ISLAMABAD: Pakistan and China on Wednesday launched a joint digital “e-mining platform” and signed new memorandums of understanding to deepen cooperation in the mineral sector, as Islamabad seeks foreign investment to unlock vast but underdeveloped mineral resources and position itself in global critical-minerals supply chains.

The initiatives were announced at the Pak–China Mineral Cooperation Forum in Islamabad, where Pakistani officials outlined plans to move beyond raw extraction toward value-added mining, processing and export-oriented development, while Chinese firms explored opportunities across the mineral value chain.

Pakistan holds significant reserves of copper, gold, coal and other critical minerals, but much of its resource base has remained untapped for decades due to regulatory uncertainty, infrastructure gaps, security concerns and limited downstream processing capacity. Successive governments have identified mining as a potential driver of long-term growth and foreign exchange earnings, particularly as global demand rises for minerals linked to the energy transition.

The flagship of that strategy is the Reko Diq copper-and-gold project in Balochistan, one of the world’s largest undeveloped copper deposits, which Islamabad views as a test case for attracting large-scale foreign capital and restoring investor confidence after years of legal disputes.

“A major milestone of the Forum was the launch of the ‘Pak–China E-Mining Platform,’ a digital initiative aimed at improving information sharing, project connectivity and cooperation between Pakistani authorities and Chinese enterprises,” Pakistan’s information ministry said in a statement.
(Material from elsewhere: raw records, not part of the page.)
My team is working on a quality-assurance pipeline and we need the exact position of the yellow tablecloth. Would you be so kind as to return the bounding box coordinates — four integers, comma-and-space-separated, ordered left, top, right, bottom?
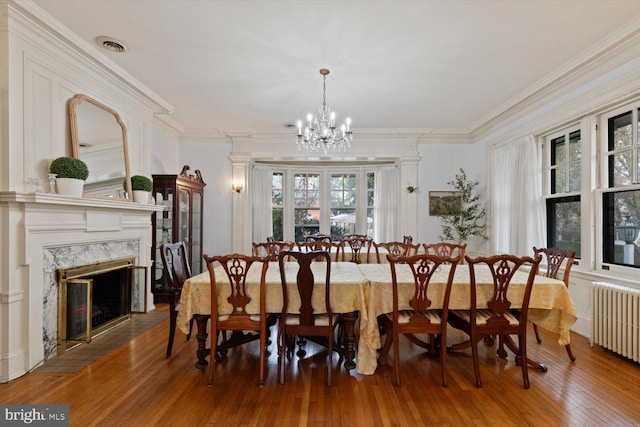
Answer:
177, 262, 368, 334
178, 262, 577, 375
358, 264, 578, 373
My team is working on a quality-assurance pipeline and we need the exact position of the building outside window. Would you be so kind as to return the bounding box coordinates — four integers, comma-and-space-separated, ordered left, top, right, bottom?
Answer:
271, 172, 284, 241
271, 166, 375, 242
601, 107, 640, 268
544, 127, 582, 258
293, 173, 320, 242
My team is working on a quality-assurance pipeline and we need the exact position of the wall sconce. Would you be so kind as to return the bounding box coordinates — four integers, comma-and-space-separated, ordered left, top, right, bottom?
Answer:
231, 184, 244, 194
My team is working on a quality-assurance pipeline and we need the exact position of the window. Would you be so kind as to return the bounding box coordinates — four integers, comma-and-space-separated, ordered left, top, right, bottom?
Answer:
293, 173, 320, 242
271, 172, 284, 241
545, 128, 582, 258
602, 106, 640, 268
367, 172, 376, 236
271, 166, 375, 242
331, 174, 356, 240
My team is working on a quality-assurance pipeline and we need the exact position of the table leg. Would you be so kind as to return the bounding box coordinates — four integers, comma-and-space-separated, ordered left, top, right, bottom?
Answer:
342, 311, 358, 370
193, 314, 211, 371
500, 335, 547, 372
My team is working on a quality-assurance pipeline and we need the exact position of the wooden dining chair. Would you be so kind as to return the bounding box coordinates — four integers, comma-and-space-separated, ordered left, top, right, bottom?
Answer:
373, 242, 420, 264
533, 246, 576, 362
305, 234, 333, 243
296, 240, 343, 261
378, 254, 460, 387
422, 242, 467, 261
204, 253, 275, 387
278, 251, 340, 386
448, 255, 542, 389
341, 234, 373, 264
154, 242, 193, 357
253, 241, 295, 262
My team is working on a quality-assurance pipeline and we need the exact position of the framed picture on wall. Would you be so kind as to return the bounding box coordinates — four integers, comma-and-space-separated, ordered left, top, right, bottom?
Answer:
429, 191, 462, 216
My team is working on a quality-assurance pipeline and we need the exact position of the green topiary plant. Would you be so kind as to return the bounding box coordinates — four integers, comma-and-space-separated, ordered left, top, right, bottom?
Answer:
127, 175, 153, 191
49, 157, 89, 181
440, 169, 487, 243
“The platform is expected to enhance transparency, efficiency and collaboration in mineral sector development,” it said, adding that several cooperation memorandums were also signed.

According to the ministry, the mineral forum drew more than 70 Chinese companies, over 100 Pakistani firms and around 800 participants, reflecting growing interest in Pakistan’s minerals sector as regulatory frameworks are streamlined and federal-provincial coordination improves.

Among the agreements signed was a framework to explore digital cross-border industrial trade between Pakistani and Chinese companies. Another MoU was signed between the Pakistan Mineral Development Corporation (PMDC), POWERCHINA International and Pak China Investment Company Limited, focusing on investment facilitation, technical cooperation and joint mineral development.

Pakistan’s Minister for Petroleum Ali Pervaiz Malik told participants that Islamabad was pursuing “responsible and value-added mineral development” aligned with international standards, particularly as global demand accelerates for copper and other critical minerals.

He cited existing joint ventures such as the Saindak copper-gold project in Balochistan, one of Pakistan’s longest-running Chinese-backed mining operations, and the Duddar lead-zinc mine, a major producer supplying export markets, as examples of established cooperation, and invited Chinese firms to participate in the Pakistan Minerals Investment Forum 2026.

Speaking at the event, Chinese Ambassador Jiang Zaidong said Beijing was keen to expand investment in Pakistan’s mining sector while supporting technology transfer, workforce training and sustainable mining practices. He described Saindak as an example of long-term cooperation, noting its role in training thousands of local workers.